The Greatest Investment You Can Make Is Spending Time

The Greatest Investment You Can Make Is Spending Time

By Julie Dyson, LTCA/LNHA, HSE, CDAL
Residence Director, Legend at Mingo Road
Legend Senior Living 
Tulsa, OK

The saying goes: “We give time and attention to what really matters.”

Giving time can help you in your career and help improve resident care and satisfaction. Each day, we have the ability to make a difference, but it takes a special investment of something rare and irreplaceable: Time.

As humans, we all crave that feeling of being special, being important, feeling loved.

This doesn’t change as we age. Sadly, I believe we sometimes crave it more as we age.

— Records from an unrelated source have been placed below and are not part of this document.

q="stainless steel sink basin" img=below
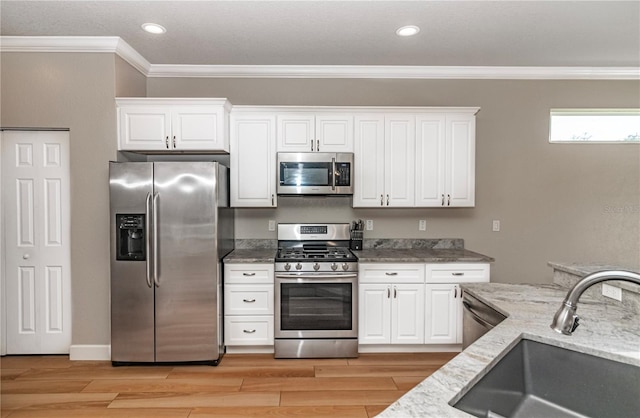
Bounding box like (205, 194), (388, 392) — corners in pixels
(452, 338), (640, 418)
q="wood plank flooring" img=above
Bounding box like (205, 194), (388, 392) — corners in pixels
(1, 352), (457, 418)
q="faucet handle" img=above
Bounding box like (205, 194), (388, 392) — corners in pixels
(570, 316), (580, 333)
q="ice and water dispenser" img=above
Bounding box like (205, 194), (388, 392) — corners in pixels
(116, 214), (146, 261)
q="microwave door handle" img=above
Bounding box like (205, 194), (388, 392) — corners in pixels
(331, 157), (336, 191)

As a society, we focus strongly on the importance of spending time with children. We even have a phrase for it: Quality time.

As children, we often feel time is limitless. But we get away from this as we and those around us age. It’s almost as if the passing time takes the magic of childhood and that sense of wonder with it. In this career, we have the ability to bring that magic back.

Take a few minutes each day to engage with someone in your community, and you’ll see the difference time makes.

When you rush, you miss out

Each resident has lived through a lot of years. With their life experience, they see time differently. Many of us have had the feeling of going back in time as we listen to their stories.

Over the years in my career, I spent time with a resident who helped invent the atomic bomb for World War II, another who was one of the first female Army nurses, one who was a former professional boxer, one of the first female business owners in the area (she started her own photography studio), a female former physician, former beauty queens, and a family member of an Olympic gold-medal-winning gymnast, and more.

I would never have known these histories had I not taken the time to hear them. No matter how much time someone has spent on this earth, they still have something to share.

A few minutes matters

Much of our days are scheduled around tasks, activities, and working on what must get done. We tell ourselves and each other that we’re so busy already; how can we fit in anything more?

But people’s feelings can’t be shaped around a schedule. No activity can be worth as much as simply spending time. And sometimes, taking what seems like extra time actually saves you time in the long run.

Let’s look at it a different way for a second: Wouldn’t survey go a lot smoother, for instance, if you had happy residents and they shared that with your survey team?

Take a few minutes each day to engage with someone in your community, and you’ll see the difference time makes.

The use of time is about building relationships, not simply checking a task off a list. Simply slowing down and fully engaging with others is how to get the maximum return on your investment of time.

Make each person feel they are the most important person in the room, because at that moment, they are. If you take the time for this, you’ll get a great return—it will help keep you from burning out.

Like love, time is one thing money can’t buy. And it is one priceless thing we can offer to those around us.

Here are some ways to fit more meaningful time with residents into your days:

  • As you are doing rounds of the building, work in brief conversations with the residents you encounter.
  • During meal times, work your way around the dining room—really listening to what residents share.
  • Create a special recognition time to showcase what you’ve heard and learned.
  • There’s often a brief time in the middle of the afternoon when things slow down just enough to give attention to why we do what we do.